Israel has reduced every Palestinian security headquarters throughout the West Bank and in Gaza to rubble. These structures, which served not only as security headquarters but as the center of municipal governance, with mayor's offices, jails, and health clinics, were large compounds serving multiple purposes, the locus of what Tony Blair would call "proper" infrastructure -- now mere heaps of concrete. Arafat's own headquarters in Ramallah, the Muqata, was a multi-structure compound covering one or two city blocks, in which Israel imprisoned Arafat for three years and where during the assault of 2002 Israel's military left only one building undamaged. [3]
Arafats sudden illness and death on November 11, 2004 briefly put a halt to some of Israels most high profile deadly and destructive military operations. Yet, only a month later in mid December, using the pretext of rockets fired by the military wing of Hamas, Israel resumed its pitiless assaults in a two-day operation that killed 11 Palestinians in Khan Yunus in Gaza.[4] Confiscations of Palestinian land also resumed. In early January, Dr. James Zogby appeared on BBC TV news, pointing out that in the previous two weeks, Israel had appropriated 3,000-4,000 acres of Palestinian land. [5]
Whats behind Sharons scorched earth policy in the occupied territories? How does making tens of thousands of Palestinians homeless and making civil life impossible for millions of Palestinians advance his agenda? Such questions answer themselves. Sharons policies should be seen as more than merely an attempt to defeat the Palestinians: the Palestinians were soundly defeated in 1948 and once again in 1967 and both their 1987 and 2000 intifadas, for all their sacrifice, didnt yield lasting gains and were effectively defeated. Sharons purpose goes much further than merely defeat. His aim is to continue the consolidation of Israeli control over all of the former Palestine and ultimately to make it impossible for the bulk of the 4.8 million Palestinians who now live there to remain.
Time is a double-edged sword in Sharons hands. Time is on his side, since he can ensure that the Palestinian position continues to deteriorate while he continues ratchet up the pressure as much as circumstances allow. Yet, he well understands that he may be the only figure on the current political scene in Israel with the ability to shape as well as to take advantage of conditions, and that his term in office is not limitless. Thus we can expect that he will continue to ratchet up the pressure on the Palestinians and that he act quickly and decisively if he sees or can create an opportunity to implement his expulsion plans.

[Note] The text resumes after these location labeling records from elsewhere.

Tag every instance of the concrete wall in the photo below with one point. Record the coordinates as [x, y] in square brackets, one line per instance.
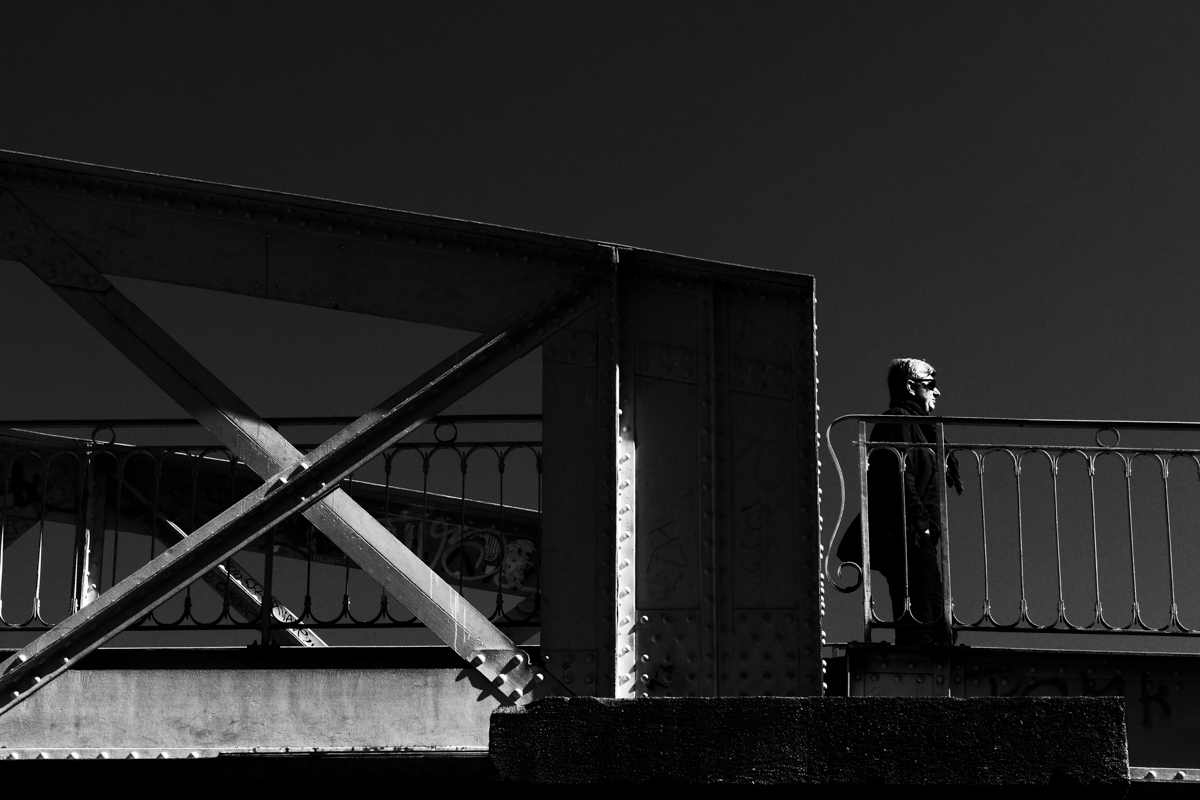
[211, 708]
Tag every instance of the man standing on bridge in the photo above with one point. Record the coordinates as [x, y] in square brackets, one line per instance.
[906, 505]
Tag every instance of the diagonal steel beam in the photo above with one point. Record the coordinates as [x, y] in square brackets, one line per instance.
[351, 527]
[240, 582]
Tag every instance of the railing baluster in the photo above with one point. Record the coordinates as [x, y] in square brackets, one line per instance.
[1057, 540]
[863, 467]
[943, 493]
[1024, 609]
[982, 461]
[1135, 615]
[1164, 464]
[1096, 545]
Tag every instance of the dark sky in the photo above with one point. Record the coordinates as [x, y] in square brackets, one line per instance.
[1008, 190]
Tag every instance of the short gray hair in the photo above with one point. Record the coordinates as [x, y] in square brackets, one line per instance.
[901, 371]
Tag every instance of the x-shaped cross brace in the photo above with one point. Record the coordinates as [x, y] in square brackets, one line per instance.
[294, 482]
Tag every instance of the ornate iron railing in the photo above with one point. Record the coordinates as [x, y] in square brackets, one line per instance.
[81, 513]
[1062, 527]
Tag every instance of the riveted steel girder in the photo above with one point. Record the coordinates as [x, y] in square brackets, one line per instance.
[295, 482]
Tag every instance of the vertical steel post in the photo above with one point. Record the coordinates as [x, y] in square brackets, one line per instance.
[625, 572]
[947, 595]
[863, 465]
[707, 450]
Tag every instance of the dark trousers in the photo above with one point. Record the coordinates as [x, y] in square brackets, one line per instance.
[925, 593]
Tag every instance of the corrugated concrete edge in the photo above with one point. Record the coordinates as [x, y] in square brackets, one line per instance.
[835, 740]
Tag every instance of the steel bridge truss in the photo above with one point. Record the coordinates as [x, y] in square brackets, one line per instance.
[294, 482]
[679, 531]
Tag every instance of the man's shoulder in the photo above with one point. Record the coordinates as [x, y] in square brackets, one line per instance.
[899, 410]
[895, 431]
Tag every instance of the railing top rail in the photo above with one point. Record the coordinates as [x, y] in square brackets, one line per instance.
[1014, 422]
[277, 421]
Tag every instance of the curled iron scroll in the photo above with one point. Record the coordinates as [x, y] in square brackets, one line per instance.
[101, 428]
[841, 510]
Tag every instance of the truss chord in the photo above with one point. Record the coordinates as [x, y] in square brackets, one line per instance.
[363, 537]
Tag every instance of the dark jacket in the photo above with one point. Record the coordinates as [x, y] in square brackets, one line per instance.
[901, 507]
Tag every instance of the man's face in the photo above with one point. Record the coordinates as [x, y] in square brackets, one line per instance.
[925, 390]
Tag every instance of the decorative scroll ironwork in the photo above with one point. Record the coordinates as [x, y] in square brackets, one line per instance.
[469, 509]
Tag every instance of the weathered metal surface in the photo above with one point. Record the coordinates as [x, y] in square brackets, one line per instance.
[301, 485]
[725, 384]
[1033, 743]
[623, 542]
[1161, 691]
[571, 601]
[1044, 540]
[90, 534]
[293, 248]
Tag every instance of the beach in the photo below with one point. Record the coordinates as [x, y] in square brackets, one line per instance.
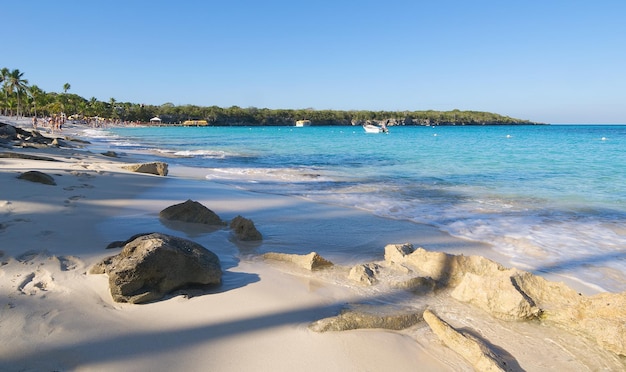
[60, 317]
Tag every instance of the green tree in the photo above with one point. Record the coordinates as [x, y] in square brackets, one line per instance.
[18, 85]
[36, 95]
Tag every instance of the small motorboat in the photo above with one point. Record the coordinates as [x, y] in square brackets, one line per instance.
[371, 128]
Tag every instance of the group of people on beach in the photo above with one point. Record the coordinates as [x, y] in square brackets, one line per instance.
[54, 123]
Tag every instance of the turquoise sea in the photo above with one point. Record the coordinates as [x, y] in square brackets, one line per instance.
[549, 197]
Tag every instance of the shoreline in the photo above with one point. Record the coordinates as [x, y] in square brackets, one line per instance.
[65, 319]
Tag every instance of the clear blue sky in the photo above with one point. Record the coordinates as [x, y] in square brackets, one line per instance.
[543, 60]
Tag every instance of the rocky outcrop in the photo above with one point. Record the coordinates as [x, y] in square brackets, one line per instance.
[17, 155]
[359, 319]
[153, 265]
[364, 273]
[244, 229]
[470, 348]
[311, 261]
[39, 177]
[191, 211]
[110, 154]
[19, 137]
[158, 168]
[601, 317]
[475, 279]
[512, 294]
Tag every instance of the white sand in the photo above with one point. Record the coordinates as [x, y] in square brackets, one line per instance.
[55, 316]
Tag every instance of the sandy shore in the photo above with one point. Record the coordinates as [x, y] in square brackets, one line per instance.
[59, 317]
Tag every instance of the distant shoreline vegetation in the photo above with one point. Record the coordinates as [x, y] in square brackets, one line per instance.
[19, 98]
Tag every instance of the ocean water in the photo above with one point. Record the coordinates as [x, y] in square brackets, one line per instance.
[552, 198]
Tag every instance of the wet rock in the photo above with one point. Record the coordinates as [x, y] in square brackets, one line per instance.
[39, 177]
[111, 154]
[311, 261]
[158, 168]
[364, 273]
[602, 317]
[191, 211]
[470, 348]
[244, 229]
[18, 155]
[359, 319]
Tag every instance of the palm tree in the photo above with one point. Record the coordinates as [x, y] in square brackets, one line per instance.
[35, 92]
[4, 77]
[18, 85]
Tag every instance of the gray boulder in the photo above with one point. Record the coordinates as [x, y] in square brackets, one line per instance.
[191, 211]
[39, 177]
[153, 265]
[311, 261]
[157, 167]
[244, 229]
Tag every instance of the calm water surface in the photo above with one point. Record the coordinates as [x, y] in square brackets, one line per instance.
[550, 197]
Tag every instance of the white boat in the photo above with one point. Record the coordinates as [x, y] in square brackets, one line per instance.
[371, 128]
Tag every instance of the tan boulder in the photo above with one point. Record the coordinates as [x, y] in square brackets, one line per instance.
[469, 347]
[364, 273]
[311, 261]
[363, 319]
[601, 317]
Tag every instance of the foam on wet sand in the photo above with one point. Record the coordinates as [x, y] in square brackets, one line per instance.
[61, 318]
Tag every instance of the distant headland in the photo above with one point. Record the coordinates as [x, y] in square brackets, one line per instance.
[22, 99]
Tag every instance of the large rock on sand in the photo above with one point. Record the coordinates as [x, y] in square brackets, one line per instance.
[601, 317]
[244, 229]
[38, 177]
[157, 167]
[470, 348]
[191, 211]
[153, 265]
[363, 319]
[513, 294]
[475, 279]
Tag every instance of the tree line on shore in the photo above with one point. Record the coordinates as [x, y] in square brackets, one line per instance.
[20, 98]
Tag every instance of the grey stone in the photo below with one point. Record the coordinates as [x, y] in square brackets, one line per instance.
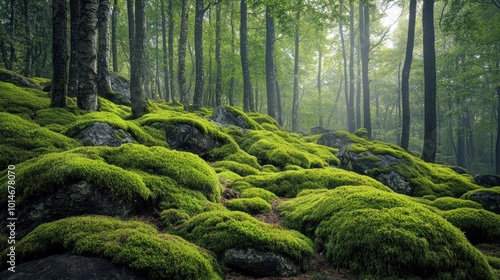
[223, 116]
[102, 134]
[258, 263]
[74, 199]
[184, 137]
[71, 267]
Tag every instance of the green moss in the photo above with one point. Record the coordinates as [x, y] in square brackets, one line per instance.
[290, 183]
[22, 140]
[253, 205]
[480, 226]
[449, 203]
[219, 231]
[257, 192]
[382, 235]
[134, 244]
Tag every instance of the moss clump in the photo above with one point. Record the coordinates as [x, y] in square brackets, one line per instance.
[449, 203]
[382, 235]
[252, 206]
[480, 226]
[219, 231]
[171, 218]
[257, 192]
[134, 244]
[22, 140]
[290, 183]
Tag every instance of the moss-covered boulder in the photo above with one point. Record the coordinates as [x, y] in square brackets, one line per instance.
[290, 183]
[480, 226]
[378, 234]
[220, 231]
[136, 245]
[489, 198]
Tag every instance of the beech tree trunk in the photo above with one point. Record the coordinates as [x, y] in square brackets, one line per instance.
[430, 123]
[87, 56]
[103, 55]
[405, 79]
[59, 54]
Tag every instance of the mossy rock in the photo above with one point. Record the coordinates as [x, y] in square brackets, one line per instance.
[252, 205]
[480, 226]
[135, 244]
[258, 192]
[382, 235]
[290, 183]
[220, 231]
[450, 203]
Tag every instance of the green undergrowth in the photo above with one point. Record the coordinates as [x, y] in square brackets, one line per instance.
[135, 244]
[219, 231]
[22, 140]
[252, 205]
[290, 183]
[383, 235]
[480, 226]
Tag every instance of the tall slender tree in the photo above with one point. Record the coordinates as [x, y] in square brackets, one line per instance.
[430, 116]
[59, 54]
[405, 79]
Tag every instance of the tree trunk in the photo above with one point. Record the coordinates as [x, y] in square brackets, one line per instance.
[138, 60]
[73, 64]
[430, 123]
[295, 102]
[165, 54]
[405, 79]
[59, 54]
[114, 45]
[365, 59]
[272, 109]
[182, 55]
[247, 82]
[103, 79]
[218, 79]
[87, 56]
[198, 49]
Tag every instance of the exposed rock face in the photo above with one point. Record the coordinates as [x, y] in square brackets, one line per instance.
[371, 164]
[16, 79]
[70, 200]
[68, 266]
[260, 263]
[487, 180]
[102, 134]
[184, 137]
[223, 116]
[333, 141]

Shraga Elam, a Swiss based Israeli investigative journalist, suggests that Operation Rainbow (April - May 2004) in which several neighborhoods in Rafah were devastated was conducted along the lines of the old master plan, Field of Thorns which foresees a mass deportation of the Palestinians.[6] The photos of Palestinian families carrying away their belongings as best they could in fear of Israeli tanks and bulldozers, could not but bring up memories of the mass expulsions of Palestinians in1948. The images from Rafah are harsh reminders of how relatively simple from a military point of view it will be for the IDF to carry out expulsion orders once the political shoe has dropped.
Facts on the Ground
In Gaza, there is no evidence of plans to remove Israeli settlements. From early 2004 through the end of the year, all the evidence suggested that the government, so far from implementing or preparing for removal, was actually facilitating their continued influx. Back in March 2004 Tanya Reinhart reported that there was no sign on the ground of any intention to evacuate from Gaza.[7] Indeed, all the signs pointed in the opposite direction. Work on fortifying the strategically important settlement of Netzarim that separates the northern area including Gaza City from the rest of the strip intensified. At the cost of millions of shekels, the Israeli government continued to build a new electronic security fence around Netzarim.[8] It was clear that the Israeli chief of staff approved these plans and the region commander issued orders that included the appropriation of land from the Palestinians.[9]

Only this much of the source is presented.